ATLANTA--Researchers have identified how a viral protein, which plays a major role in causing deadly Nipah and Hendra virus infections, targets a critical function in human cells to suppress immune responses and promote fatal disease.
The research team found the viral protein, called W protein, binds to two specific proteins in the host cell, importin α3 and importin α4, allowing it to move into the nucleus of cells. This allows the protein to disable defenses that protect cells from infection and promote growth of Nipah and Hendra viruses. The findings are published in the journal Nature Communications.
Nipah and Hendra viruses, closely related zoonotic pathogens that come from animal sources, are highly lethal in humans. Old World fruit bats are the source of both viruses in nature.
Hendra virus infections have been identified in Australia, mostly in veterinarians who were caring for horses. Scientists believe the virus passed from bats to horses, and then veterinarians came in contact with the sick horses.
Nipah virus was originally discovered in Malaysia in 1998. There was an outbreak of encephalitis, one of the symptoms of Nipah virus, in people working on pig farms. Scientists believe bats transmitted the virus to these pigs, and then people who came in contact with the infected pigs became sick. Forty percent of the people who became ill died. More recently, Nipah virus infections have been recognized in Bangladesh and India, with 70 to 75 percent fatality rates. This time, there seems to be a more direct transmission of the virus from bats to people.
"Right now, for humans, we lack any licensed vaccines or approved drugs to treat the infections," said Dr. Christopher Basler, senior author of the study, professor in the Institute for Biomedical Sciences and director of the Center for Microbial Pathogenesis at Georgia State University and a Georgia Research Alliance Eminent Scholar in Microbial Pathogenesis. "We need vaccines, we need treatments, and we also need to better understand what makes the viruses so deadly.
"The protein we're studying is called the W protein. We've been studying this protein for several years because it suppresses innate immune responses. This means that it blocks the very early defenses that should protect us from virus infection."

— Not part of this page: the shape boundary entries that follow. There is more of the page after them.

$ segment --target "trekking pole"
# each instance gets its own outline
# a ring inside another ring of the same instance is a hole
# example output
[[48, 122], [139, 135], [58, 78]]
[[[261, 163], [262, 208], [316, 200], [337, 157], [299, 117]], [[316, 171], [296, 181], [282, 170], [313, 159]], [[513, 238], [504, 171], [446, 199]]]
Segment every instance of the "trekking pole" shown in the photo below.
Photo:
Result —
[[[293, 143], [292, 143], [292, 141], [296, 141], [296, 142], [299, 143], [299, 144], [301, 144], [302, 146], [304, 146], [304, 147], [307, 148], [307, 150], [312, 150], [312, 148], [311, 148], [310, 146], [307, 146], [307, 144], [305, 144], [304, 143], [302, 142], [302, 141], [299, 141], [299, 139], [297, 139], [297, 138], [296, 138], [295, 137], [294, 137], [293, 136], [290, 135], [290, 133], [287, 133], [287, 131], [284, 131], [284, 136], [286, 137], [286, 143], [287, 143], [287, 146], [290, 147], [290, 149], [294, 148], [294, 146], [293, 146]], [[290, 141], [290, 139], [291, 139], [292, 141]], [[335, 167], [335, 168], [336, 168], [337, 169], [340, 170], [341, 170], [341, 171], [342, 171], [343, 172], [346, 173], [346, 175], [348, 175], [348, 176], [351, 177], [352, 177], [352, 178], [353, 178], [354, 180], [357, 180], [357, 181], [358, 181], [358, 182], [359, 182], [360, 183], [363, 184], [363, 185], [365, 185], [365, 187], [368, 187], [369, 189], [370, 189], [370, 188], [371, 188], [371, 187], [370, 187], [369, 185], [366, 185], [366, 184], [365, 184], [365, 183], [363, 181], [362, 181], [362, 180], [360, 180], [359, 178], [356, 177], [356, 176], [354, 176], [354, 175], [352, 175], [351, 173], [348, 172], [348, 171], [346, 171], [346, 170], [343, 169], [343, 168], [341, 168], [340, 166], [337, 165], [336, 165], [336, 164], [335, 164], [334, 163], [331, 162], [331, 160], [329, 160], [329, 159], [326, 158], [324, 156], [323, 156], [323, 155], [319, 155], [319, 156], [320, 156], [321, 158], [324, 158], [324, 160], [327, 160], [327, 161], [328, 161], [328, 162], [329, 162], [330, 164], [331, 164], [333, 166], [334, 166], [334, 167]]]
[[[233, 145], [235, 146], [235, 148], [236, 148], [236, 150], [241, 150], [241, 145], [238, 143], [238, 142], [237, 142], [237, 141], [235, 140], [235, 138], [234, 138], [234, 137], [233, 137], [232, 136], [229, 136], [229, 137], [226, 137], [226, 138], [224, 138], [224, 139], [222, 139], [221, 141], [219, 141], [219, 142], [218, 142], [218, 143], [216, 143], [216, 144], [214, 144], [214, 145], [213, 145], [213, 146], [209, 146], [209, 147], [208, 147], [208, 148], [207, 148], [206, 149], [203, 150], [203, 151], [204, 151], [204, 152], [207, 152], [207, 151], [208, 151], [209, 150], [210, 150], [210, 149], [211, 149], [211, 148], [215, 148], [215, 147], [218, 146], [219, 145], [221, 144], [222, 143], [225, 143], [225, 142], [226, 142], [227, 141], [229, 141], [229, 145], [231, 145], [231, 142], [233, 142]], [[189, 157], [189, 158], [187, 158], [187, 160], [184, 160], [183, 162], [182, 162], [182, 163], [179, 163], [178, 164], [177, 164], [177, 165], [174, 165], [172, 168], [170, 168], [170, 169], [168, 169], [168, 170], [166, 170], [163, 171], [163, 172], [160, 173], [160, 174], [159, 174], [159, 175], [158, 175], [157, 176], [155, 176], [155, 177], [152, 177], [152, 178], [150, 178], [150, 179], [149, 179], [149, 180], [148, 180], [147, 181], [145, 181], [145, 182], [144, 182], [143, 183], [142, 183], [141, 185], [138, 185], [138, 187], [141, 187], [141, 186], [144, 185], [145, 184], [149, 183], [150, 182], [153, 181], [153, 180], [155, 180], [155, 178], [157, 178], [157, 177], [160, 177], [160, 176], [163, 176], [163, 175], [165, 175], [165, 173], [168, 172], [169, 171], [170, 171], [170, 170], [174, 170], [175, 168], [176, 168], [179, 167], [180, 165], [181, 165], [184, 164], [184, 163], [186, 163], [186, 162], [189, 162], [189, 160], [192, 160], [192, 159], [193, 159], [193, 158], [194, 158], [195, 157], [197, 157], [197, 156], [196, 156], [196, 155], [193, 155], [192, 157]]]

In previous work, Basler and his colleagues at the University of Texas Medical Branch at Galveston have studied the behavior of Nipah virus in animals. They wanted to understand how important W protein is for the ability of the virus to cause disease. Using facilities at University of Texas Medical Branch at Galveston, they engineered a Nipah virus that couldn't produce the W protein and then put this modified virus into animals. This changed the course of disease and demonstrated that the function of the W protein is important for Nipah virus to cause disease.
In this study, a research team led by Dr. Jade K. Forwood of Charles Sturt University in Australia used structural biology approaches to investigate how the W protein travels from the cytoplasm to the nucleus of the cell through the interaction of W protein with importin α proteins, which allow the W protein to get into the nucleus. The Basler laboratory at Georgia State performed studies in living cells to investigate the W protein interaction with importin α proteins and define why this interaction is important for W protein function. In prior work, Basler has found the ability of the W protein to enter into the nucleus is important for its ability to block innate immune responses.
"One of the things that's interesting about the W protein being in the nucleus of the cell is that most of the other components of the virus remain in the cytoplasm of the cell throughout the replication cycle," Basler said. "We think that the W protein goes to the nucleus to do something, to somehow specifically target innate immune responses."
Human cells have seven different kinds of importin α proteins. In this study, the researchers found W protein is using two of them, importin α3 and importin α4, to get into the nucleus. They identified specific features on the W protein that allow it to recognize those two members of the importin α protein family and distinguish them from others.
"We're trying to understand how it selectively uses two of the seven family members for this," Basler said. "There's a broader biological question there. We don't really understand how this selectivity works or even really why it's important. We're trying to better understand the basis of that selectivity.
"I think you can argue that by understanding this, it may suggest strategies by which we can try to block the interaction between the viral protein (W) and the host protein (importin) that might be useful in terms of developing therapies that are designed to block this virus. If you had a drug that somehow prevented that interaction, W would no longer carry on its normal function and that would attenuate the virus and make it less able to cause disease."
Co-authors of the study include Kate Smith, Sofiya Tsimbalyuk and Emily M. Cross of Charles Sturt University; Megan R. Edwards and Jyoti Batra of Georgia State; Tatiana P. Soares da Costa of La Trobe University in Australia; and David Aragão of Australian Synchrotron in Australia.
The study is funded by the National Institutes of Health.